Okay, meshes, NURBS parameters and all the color computation could be done 
using floats but for the rest of the geometry and intersection computations 
(especially everything involving polynomial root solving), I would like to use 
double precision. At least that's my feeling after all the numerics I've been 
doing. 

We should, however, try to code in a way to allow changing that easily at 
compile time. Most of the code in lib/numerics is provided as float/double 
templates (notable exception: root solvers). 

> - SIMD processing: After some more research, I'm less confident of using a
> SIMD approach to coherent rays, esp. for global illumination.  I'm
> wondering if we could get a better speedup just be making specific
> optimizations for low-level vector oprations.
>
I've actually been a bit reluctant with SIMD right from the beginning and 
I am happy that what you propose here is pretty much what was planned right 
from the beginning: 
- Using a Vector2,3,4 C++ class which can implement vector operations 
  using processor's SIMD instructions (inline assembly or built-in gcc 
  functions). (e.g. lib/numerics/3d/vector3.h, SIMD not yet added.)
- Implementing Vector2,3,4 types as native types in the VM to allow the 
  VM to internally do SIMD operations on them. 

Collecting values and evaluating several of them them SIMD-like in the VM 
(e.g. for isosurfaces) would probably still increase performance especially 
when not JITCompiling the code. This could be done with a stream design 
using lots of kernels (e.g. one for isosurface evaluation). One then has to 
make sure that the kernel will process its input _if_needed_ (even if there 
is only _one_ value in the input stream) to prevent deadlock. This is similar 
to what you mentioned with ray priority. 

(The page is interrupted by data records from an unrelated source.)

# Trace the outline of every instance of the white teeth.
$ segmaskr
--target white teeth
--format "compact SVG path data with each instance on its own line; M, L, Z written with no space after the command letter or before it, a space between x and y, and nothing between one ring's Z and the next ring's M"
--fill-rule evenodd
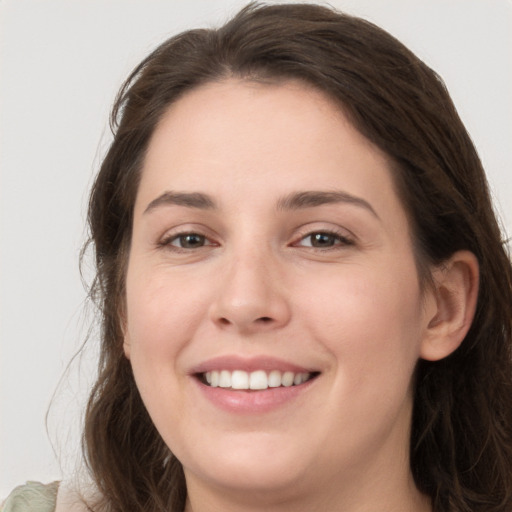
M299 386L311 378L310 373L294 373L272 370L267 374L264 370L245 372L243 370L213 370L204 374L204 379L212 387L231 389L262 390L280 386Z
M249 374L242 370L235 370L231 374L231 387L233 389L249 389Z
M291 386L293 384L294 377L295 374L293 372L284 372L281 379L281 384L286 387Z
M219 388L231 387L231 372L222 370L219 374Z
M268 387L278 388L281 385L281 372L279 370L272 370L268 374Z
M293 385L298 386L309 379L309 373L296 373L293 378Z
M267 389L268 378L263 370L252 372L249 376L249 389Z

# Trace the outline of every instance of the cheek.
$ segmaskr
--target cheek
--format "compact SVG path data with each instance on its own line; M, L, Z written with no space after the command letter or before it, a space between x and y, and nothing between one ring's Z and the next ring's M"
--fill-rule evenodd
M190 279L169 272L128 273L128 333L132 345L172 346L194 325L202 311L203 294Z
M351 266L311 283L304 318L353 383L410 380L423 314L413 261Z
M165 386L180 378L180 354L194 338L206 311L201 290L168 274L129 272L127 276L126 341L143 395L155 384Z
M204 317L204 294L164 271L128 273L127 339L137 388L169 446L179 444L186 376L180 356ZM182 370L182 368L181 368ZM171 405L172 404L172 405Z

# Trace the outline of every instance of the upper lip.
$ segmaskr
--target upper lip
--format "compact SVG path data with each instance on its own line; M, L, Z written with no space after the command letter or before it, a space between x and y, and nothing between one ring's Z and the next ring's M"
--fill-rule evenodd
M224 355L208 359L190 370L190 374L197 375L215 370L242 370L254 372L256 370L279 370L281 372L312 373L318 369L306 368L304 366L285 361L271 356L242 357L239 355Z

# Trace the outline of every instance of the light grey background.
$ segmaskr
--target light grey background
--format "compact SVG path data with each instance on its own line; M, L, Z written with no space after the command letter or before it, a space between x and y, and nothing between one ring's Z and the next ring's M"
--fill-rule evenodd
M164 38L244 4L0 0L0 496L27 479L61 478L79 453L94 332L64 372L92 318L77 262L115 93ZM386 28L445 79L512 232L511 0L331 4ZM56 389L54 453L45 414Z

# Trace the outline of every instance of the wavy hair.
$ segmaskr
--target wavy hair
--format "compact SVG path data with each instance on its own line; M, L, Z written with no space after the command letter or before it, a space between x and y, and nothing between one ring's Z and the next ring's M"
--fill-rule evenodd
M86 411L84 453L101 510L181 511L180 462L152 424L123 353L124 285L132 216L149 140L170 104L230 77L289 79L323 91L393 163L418 268L473 252L480 289L458 350L419 361L411 470L435 512L512 510L512 268L471 139L441 78L384 30L311 4L251 4L218 29L164 42L115 102L114 139L89 205L101 312L99 376Z

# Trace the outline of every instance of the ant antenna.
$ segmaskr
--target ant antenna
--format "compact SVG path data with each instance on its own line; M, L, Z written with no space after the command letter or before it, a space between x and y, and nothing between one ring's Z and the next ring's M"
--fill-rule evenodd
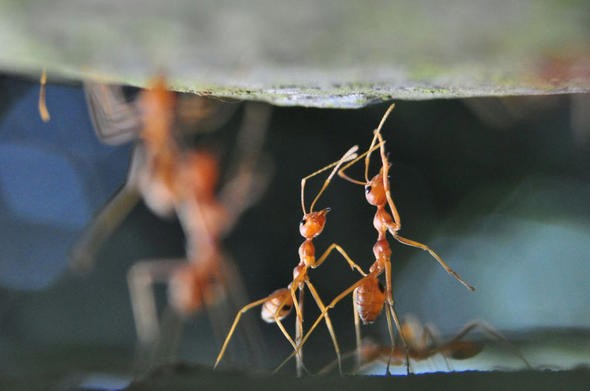
M332 177L334 175L336 175L336 172L338 172L338 169L340 168L340 166L357 157L356 151L358 150L358 148L359 148L358 145L353 146L348 151L346 151L346 153L344 155L342 155L340 160L338 160L337 162L332 163L332 164L328 164L326 167L320 168L319 170L317 170L317 171L309 174L305 178L301 179L301 209L303 210L304 215L307 214L307 212L305 211L305 196L304 196L305 195L305 183L307 182L307 180L311 177L314 177L314 176L326 171L329 168L334 167L334 169L330 173L330 176L328 176L328 178L324 181L322 188L320 189L318 194L315 196L313 202L311 203L311 206L309 207L309 212L311 213L311 212L313 212L313 207L315 206L316 202L318 201L318 199L320 198L322 193L326 190L326 188L330 184L330 181L332 180Z
M369 147L369 150L371 150L373 148L373 146L375 145L375 143L377 142L377 134L381 133L381 128L385 124L385 121L387 121L389 114L393 111L394 108L395 108L395 103L392 103L387 108L387 111L385 112L385 114L383 114L383 117L381 117L381 122L379 122L379 126L377 126L377 129L375 129L373 131L374 136L373 136L373 140L371 141L371 146ZM381 140L381 141L383 142L383 140ZM370 161L371 161L371 153L368 153L365 156L365 182L366 183L369 182L369 162Z

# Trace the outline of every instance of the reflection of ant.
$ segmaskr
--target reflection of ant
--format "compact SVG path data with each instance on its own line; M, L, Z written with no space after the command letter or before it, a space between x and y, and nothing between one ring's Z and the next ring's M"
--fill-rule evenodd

When not using a stream design, we can forget about higher level SIMD 
anyways. 

> - Triangles only: We could optimize our design by having most primitives
> tesselate to triangles.  Then the accelerator could be constructed with
> geometry specified inline with the leaf nodes.  We could do this by
> templating the accelerator to the type of data that will be processed, in
> our case either triangles or object pointers.  Non-triangle primitives like
> isosurfaces would be placed into a seperate accelerator.
>
The accelerator data structure is one of the things about the RT core which 
I worry much about because of its impact on intersection finding speed. 
Actually, I would like to define a clear interface to the accelerator to make 
it changeable and be able to have BSP/kD/grid/octree structures. 

(You probably know the paper of Havran et al. "Statistical Comparison of 
Ray-Shooting Efficiency Schemes"; kD seems to perform best in most 
situations.) 

If I understand you correctly, you propose that scene shapes can either be 
represented as meshes (via tesselation of the shape) or via a bounding box 
and their own intersection function (which computes exact intersections). 
All objects must be able to provide an intersection function, some may also 
provide a tesselation function. 
(We can do this, however I don't like the tesselation very much because it 
is one of the features of RT that it can easily be used on arbitrary geometry 
and not only on triangles and NURBS. And because a tesselated object 
takes much more space in memory. But OTOH, if it improves speed, why 
not allow that on a per-object basis?)

But there are some other problems: 
- Transferring the acceleration structure to the clients. This becomes 
  "interesting" especially for on-demand downloading of the scene graph 
  in case we want to do that (the new VM design will not do that for us 
  due to the lack of an indirection layer). 
- Objects may not be representable by just an object pointer. 
  I like the idea of "procedural transformations" (if one can call it like 
  that) which means that an object transformation node in the CSG tree 
  can store properties like "1000 objects in a line" without having to 
  allocate 1000 object transformation matrices. 
  This means that the object should be represented by the transformation 
  node pointer and the transformation index (0..999 here). 
  Otherwise (if we just have the node) we would have to test all 1000 
  contained "objects" for intersections. 
  Obviously, one index is not enough as soon as these things get nested. 

I'll re-read the other parts of your email when I had a look at the "Kilauea" 
paper. Thanks for the hint. 

Cheers,
Wolfgang